Now, Jones has his own setup to work on his own, the knowledge to learn on his own in self-directed ways, and impressive papers for sale not only through his shop but the Morgan's. You can see his papers on Instagram and see a video of him working online as well. He's a natural teacher and of course my students fell in love with the whole process. It's also incredibly powerful to be taught by a peer, and they were engaged and excited in a whole different way.
These were the papers they made yesterday, and it will be interesting to see what they end up making tomorrow after having all kinds of new ideas through paper decoration.
Cori completely loves marbling already

Even the most reserved students were all smiles today.
What I enjoyed most was how Jones threw them all into the deep end from the start, showing difficult patterns and offering to teach them whatever they wanted to learn based on his images online. That's the beauty of being open to everything and not afraid of challenges. Everything is possible at this time in their lives!
They also learned how to make paste papers, and that made the usual grand old mess, but plenty of fun papers and fun painting.
And we had suminagashi going as well so that everyone could keep busy since we only had two marbling tanks and a limited amount of carrageenan.
So many papers on the line! A particularly good day to receive visitors, of which we had a couple.

So proud of all of my students, and glad to play assistant for a while. One student has a family member in hospice and she made a marbled piece as a gift that looked like outer space because she said, "I want to give him the universe."

Monday, January 09, 2017

Hearty breakfasts

Now that I am on a M-F teaching schedule, I have to bone up in the morning with more food than I usually eat. We ended last week with a field trip to Cleveland, visiting two studios and dyeing papers. Today we begin western papermaking with cotton and abaca pulps, plus pulp painting. I can already tell this group is going to love it all.

Speaking of paper teaching, Helen Hiebert is launching a new on-line class on illuminated paper! I am always impressed by how active she is in testing and figuring out new ways to reach people and spread interest in paper arts, from writing to teaching out of her studio and on the road to collaborations with other artists and so on. I envy all of her energy, even as someone who works similarly (which reminds me that I probably would have more if I exercised more...)!

Wednesday, January 04, 2017

New year means new paper

It's that time of year! Oberlin students learn to make paper. They scraped the bark off of the kozo so quickly that I didn't even get to take a picture of it happening. Yesterday they beat Thai kozo and today beat the Cleveland kozo.
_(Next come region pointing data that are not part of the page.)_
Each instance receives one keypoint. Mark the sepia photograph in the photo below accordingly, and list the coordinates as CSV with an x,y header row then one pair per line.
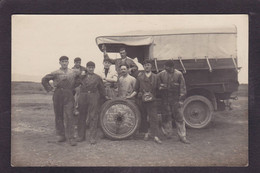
x,y
129,90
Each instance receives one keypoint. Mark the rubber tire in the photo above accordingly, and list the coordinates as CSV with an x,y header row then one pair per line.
x,y
132,106
209,112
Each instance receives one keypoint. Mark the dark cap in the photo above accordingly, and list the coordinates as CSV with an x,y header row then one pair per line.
x,y
122,48
90,63
169,63
106,60
124,65
147,61
64,58
77,59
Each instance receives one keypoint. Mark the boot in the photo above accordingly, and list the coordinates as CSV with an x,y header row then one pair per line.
x,y
157,140
184,140
72,142
61,139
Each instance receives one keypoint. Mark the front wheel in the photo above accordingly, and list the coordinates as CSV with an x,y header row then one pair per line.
x,y
119,118
197,111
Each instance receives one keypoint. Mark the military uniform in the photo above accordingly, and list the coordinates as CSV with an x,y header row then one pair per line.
x,y
127,61
175,90
92,92
112,76
64,81
148,84
77,90
126,86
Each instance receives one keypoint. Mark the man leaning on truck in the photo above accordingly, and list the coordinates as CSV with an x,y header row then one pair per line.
x,y
124,60
172,85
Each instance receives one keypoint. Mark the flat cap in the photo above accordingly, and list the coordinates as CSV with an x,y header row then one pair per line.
x,y
90,63
64,58
77,59
148,61
169,63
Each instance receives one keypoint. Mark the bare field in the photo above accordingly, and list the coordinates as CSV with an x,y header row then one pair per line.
x,y
223,143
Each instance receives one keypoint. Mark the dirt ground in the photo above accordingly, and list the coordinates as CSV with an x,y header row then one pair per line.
x,y
223,143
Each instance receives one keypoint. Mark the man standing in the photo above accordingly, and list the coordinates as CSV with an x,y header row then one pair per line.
x,y
92,92
124,60
77,66
109,77
126,84
146,87
63,101
172,85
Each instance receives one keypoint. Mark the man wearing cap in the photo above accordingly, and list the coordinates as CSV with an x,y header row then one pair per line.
x,y
77,66
126,84
146,87
92,92
172,85
64,81
124,60
109,77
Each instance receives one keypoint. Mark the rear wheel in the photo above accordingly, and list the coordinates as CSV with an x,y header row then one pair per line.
x,y
119,118
197,111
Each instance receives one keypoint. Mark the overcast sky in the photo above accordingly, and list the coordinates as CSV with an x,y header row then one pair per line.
x,y
39,40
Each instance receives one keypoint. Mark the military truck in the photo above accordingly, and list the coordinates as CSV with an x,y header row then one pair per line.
x,y
207,58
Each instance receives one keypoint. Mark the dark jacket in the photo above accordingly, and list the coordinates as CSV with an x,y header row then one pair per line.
x,y
175,84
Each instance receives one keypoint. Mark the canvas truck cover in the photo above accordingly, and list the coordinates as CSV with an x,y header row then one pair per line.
x,y
187,43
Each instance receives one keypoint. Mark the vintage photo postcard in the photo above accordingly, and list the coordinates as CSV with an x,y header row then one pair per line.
x,y
129,90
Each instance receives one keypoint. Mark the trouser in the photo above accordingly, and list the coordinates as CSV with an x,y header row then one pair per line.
x,y
110,92
150,110
63,103
89,105
172,110
76,97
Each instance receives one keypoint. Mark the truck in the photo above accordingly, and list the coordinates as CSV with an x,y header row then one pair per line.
x,y
207,57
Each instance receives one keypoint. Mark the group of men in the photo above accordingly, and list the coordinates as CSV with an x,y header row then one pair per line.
x,y
79,94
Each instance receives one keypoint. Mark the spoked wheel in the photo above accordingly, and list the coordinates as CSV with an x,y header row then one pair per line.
x,y
197,111
119,118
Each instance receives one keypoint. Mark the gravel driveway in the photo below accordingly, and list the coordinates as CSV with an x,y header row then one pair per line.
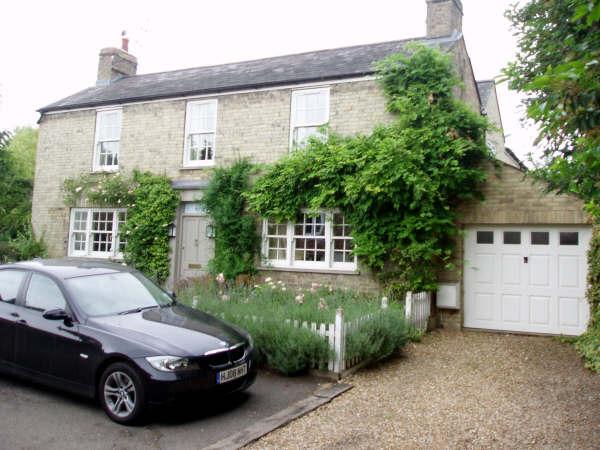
x,y
460,389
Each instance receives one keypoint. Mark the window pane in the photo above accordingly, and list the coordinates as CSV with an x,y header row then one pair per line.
x,y
44,294
485,237
512,237
540,238
201,146
202,117
569,238
102,236
10,281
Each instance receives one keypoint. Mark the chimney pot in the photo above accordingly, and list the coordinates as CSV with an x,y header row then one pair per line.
x,y
444,17
115,63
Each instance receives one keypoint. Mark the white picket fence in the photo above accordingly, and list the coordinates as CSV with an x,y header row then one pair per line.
x,y
416,309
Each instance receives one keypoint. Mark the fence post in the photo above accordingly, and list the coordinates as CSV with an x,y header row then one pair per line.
x,y
340,342
408,306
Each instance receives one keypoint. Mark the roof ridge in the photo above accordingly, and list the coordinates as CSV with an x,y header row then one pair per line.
x,y
423,38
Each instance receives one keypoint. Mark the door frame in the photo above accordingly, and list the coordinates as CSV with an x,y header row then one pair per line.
x,y
181,214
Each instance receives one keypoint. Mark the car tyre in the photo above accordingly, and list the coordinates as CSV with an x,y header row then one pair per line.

A biology professor is participating and very kindly brought some ear muffs to help us cope with the Very Loud noises.
Yesterday, after unloading the van and setting up studio, scraping, and beating, they each made a sheet as an intro. Today they got into it full force and made a LOT of paper. And it's all socialist paper, so no name tags!
The Thai stuff is hopelessly stringy but they will enjoy the better material tomorrow.
Drying took a while and a good portion never made it into the dryboxes. Lots of cockling and speedy drying on boards in the overheated shower rooms, but a good lesson. More fun planned for tomorrow.